Top tier heroes like Luke Skywalker and Darth Vader are locked behind a credits paywall – very annoying – but can only be deployed in Galactic Assault after you’ve accumulated enough battle points anyway. Bigger gameplay advantages are likely coming from the many available star cards (apparently well over 400 exist) which both offer new abilities (like the anti-vehicle ion torpedo) and improved numbers (such as increasing the turn rate of your fighter by a certain number of percentage points).
It’s hard to discern just what other people are using to stick it to you in terms of these during gameplay, but they possibly go some way to explaining what can sometimes feel like incidences of inscrutable deaths, or enemy players who seem to take a lot of punishment without going down. At any rate, for now at least, the shortcut route is out of the picture, and we’re left to all struggle on as relative equals under this dreadful, bewildering system.
You can leave all that behind in Arcade, which offers single player and local co-op against bots over a number of “Battle Scenarios” or via a custom set-up. It’s an inessential mode, but offers a chance to familiarise yourself with some of the maps and earn a few more credits (but only so many over a certain given time period. Sigh.)
More fun are the smaller multiplayer map modes. Strike sees two teams of eight battle fiercely over more simple objectives, while Blast throws players into close-quarters combat in 10 vs 10 deathmatch, and Heroes vs Villains offers a chance to answer the age-old question of who would win in a fight between Bossk and Yoda (it’s Yoda, obviously). The hero selection in general shows Star Wars games are still struggling with the problem with how to make lightsabers fun to use, but it’s fairly entertaining to watch the little green guy bounce around anyway.

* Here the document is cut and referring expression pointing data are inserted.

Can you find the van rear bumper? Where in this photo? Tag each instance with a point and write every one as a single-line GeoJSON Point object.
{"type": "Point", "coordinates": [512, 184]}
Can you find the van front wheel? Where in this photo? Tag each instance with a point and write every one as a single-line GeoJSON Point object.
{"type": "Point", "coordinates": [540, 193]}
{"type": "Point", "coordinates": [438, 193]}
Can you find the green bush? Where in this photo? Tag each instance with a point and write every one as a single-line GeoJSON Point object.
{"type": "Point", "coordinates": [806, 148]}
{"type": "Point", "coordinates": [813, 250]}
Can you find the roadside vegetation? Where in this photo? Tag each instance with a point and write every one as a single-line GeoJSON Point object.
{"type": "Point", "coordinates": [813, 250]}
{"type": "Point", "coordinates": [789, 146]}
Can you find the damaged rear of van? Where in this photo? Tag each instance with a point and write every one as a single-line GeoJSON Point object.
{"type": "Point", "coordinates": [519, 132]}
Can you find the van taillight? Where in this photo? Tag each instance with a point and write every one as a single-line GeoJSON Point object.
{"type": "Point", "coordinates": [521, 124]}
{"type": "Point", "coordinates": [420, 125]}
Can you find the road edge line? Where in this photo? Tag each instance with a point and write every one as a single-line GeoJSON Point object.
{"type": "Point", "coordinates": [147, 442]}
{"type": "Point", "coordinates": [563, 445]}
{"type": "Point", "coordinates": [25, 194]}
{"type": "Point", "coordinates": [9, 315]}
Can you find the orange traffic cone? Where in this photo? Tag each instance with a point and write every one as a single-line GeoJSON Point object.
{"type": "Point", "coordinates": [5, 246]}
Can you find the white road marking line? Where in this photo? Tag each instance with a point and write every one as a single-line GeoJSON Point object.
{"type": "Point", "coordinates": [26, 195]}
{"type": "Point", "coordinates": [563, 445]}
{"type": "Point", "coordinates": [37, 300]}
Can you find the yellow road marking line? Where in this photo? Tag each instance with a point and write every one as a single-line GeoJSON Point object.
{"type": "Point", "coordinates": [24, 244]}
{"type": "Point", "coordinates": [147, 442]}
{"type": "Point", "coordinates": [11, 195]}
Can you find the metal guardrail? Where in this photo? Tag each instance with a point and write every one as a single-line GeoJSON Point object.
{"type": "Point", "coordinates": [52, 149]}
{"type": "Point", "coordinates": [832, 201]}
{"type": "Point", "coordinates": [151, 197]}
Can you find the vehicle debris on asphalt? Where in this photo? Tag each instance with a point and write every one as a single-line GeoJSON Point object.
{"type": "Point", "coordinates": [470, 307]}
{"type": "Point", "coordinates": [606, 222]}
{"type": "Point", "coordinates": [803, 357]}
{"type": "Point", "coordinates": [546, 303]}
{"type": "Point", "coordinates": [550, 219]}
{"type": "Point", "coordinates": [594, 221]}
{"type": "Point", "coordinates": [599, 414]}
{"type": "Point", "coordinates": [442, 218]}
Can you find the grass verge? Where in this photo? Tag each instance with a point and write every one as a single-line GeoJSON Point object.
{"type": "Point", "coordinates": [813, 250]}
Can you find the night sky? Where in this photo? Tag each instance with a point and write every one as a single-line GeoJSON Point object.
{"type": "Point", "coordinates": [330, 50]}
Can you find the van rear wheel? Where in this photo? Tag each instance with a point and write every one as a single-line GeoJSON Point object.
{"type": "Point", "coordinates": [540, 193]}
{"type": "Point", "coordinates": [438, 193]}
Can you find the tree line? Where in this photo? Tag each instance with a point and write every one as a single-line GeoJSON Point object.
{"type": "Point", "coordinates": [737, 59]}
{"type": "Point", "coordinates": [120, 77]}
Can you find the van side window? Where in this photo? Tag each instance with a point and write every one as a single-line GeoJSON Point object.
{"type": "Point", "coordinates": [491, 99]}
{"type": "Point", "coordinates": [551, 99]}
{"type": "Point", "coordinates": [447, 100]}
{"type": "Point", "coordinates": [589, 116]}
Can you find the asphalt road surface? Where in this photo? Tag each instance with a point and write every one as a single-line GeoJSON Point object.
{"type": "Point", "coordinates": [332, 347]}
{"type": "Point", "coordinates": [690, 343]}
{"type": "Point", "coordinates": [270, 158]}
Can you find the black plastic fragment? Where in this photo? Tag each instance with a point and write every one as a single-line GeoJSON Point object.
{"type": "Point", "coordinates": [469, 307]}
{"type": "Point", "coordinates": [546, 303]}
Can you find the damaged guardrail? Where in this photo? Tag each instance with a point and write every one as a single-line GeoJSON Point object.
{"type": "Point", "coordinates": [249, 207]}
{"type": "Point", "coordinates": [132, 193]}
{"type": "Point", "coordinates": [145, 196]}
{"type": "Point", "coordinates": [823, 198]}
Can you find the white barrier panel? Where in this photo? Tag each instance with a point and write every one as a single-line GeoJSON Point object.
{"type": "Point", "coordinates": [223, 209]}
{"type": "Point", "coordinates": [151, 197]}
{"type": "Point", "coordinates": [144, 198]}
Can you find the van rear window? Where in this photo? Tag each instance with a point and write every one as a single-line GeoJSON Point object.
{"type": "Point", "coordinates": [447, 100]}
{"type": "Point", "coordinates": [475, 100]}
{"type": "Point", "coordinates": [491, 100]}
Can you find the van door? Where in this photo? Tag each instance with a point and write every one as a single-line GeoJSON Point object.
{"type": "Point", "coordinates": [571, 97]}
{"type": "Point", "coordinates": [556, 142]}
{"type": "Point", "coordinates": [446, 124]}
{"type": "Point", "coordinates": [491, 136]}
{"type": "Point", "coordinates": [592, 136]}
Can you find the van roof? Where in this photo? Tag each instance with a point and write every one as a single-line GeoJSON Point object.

I like Star Wars Battlefront II. I just wish I liked it more. Despite a so-so campaign, there’s actually a decent actual game here, and there’s a lot to like about a free DLC plan into the future. But the positive aspects of the game itself have been unfortunately obscured by the implementation of the genuinely awful upgrade system and lootbox controversy.
If you’re a more casual player just keen for some Star Wars action – like my eight-year-old – you may not be worried about any of that in the slightest, so long as you get to blast battle droids. For those that were looking forward to dropping hundreds of hours into the game and being serious competitors though, there are some major, glaring problems. Let’s hope the game can course-correct some more from here. Difficult to say. Always in motion, is the future.